Outside his door, he could hear Nancy talking to their mom. Heard Karen's concerned voice, heard Nancy's worried explanation. Heard his mom approaching his door, knocking gently.
"Mike? Honey? What's wrong?"
"Nothing. I'm fine."
"You don't sound fine."
"I'm FINE."
He wasn't fine. He was the opposite of fine. He was coming apart at the seams and he didn't even understand why. All he knew was that Lucas had kissed Will, and Will had smiled about it, and something inside Mike had cracked clean through.
School on Monday was a special kind of hell.

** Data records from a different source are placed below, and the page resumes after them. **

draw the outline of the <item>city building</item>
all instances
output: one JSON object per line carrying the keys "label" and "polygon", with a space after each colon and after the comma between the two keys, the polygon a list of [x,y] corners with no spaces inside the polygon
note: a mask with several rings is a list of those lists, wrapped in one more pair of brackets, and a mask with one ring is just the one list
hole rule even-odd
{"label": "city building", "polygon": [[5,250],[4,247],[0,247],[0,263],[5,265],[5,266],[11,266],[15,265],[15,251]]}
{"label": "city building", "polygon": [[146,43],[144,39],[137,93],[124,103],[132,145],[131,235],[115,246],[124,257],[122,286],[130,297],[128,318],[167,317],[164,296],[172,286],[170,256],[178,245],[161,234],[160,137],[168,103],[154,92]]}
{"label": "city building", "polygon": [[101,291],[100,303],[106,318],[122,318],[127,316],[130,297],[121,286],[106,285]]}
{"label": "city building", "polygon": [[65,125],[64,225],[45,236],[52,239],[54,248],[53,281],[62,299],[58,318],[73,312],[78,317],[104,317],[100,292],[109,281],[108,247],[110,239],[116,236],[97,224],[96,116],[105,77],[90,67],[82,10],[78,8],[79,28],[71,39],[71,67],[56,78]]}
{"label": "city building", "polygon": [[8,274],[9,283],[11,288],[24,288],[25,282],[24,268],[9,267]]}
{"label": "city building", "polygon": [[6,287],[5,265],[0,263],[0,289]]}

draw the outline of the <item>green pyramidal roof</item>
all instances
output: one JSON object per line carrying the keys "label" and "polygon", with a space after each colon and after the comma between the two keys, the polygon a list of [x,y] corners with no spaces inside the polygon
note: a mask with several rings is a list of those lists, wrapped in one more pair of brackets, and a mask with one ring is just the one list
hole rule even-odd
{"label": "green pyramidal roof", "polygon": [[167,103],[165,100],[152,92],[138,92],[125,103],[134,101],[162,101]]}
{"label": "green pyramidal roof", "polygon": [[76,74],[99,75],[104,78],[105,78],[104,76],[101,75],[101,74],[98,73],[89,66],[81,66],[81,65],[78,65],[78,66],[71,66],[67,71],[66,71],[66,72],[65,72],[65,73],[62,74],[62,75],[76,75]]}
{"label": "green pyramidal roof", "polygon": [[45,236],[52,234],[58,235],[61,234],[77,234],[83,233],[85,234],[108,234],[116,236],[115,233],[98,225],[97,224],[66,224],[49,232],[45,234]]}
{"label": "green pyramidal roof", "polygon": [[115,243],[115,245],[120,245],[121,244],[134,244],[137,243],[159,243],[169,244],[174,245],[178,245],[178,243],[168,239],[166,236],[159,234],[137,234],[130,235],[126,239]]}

Mike trudged through the doors with his backpack slung over one shoulder, his hair messier than usual, hadn't bothered to fix it. The exhaustion from his sleepless night sat heavy in his bones, making everything feel like it required twice the usual effort. His eyes felt gritty, dry. The fluorescent lights in the hallway seemed too bright. He knew he looked rough. Could see it in the mirror this morning, the dark circles under his eyes, the paleness of his skin, the general air of someone who'd had a very bad night.
Dustin found him at his locker, was already talking before Mike had even acknowledged his presence.
"Dude, what happened yesterday? You just bailed."
"Had to watch Holly."
" Yeah, okay. Try that one on somebody else."
Mike shrugged, started shoving books into his locker with more force than necessary. "Whatever. I had to go."
"Lucas's worried he pissed you off."
"He didn't."
"Will thinks he did something wrong."
At Will's name, something tightened in Mike's chest. But he kept his face neutral, his voice flat. "He didn't. Everything's fine."
"You sure? Because you look like—"
"I'm fine, Dustin."
Dustin studied him for a long moment, then sighed. "Okay, buddy. Whatever you say."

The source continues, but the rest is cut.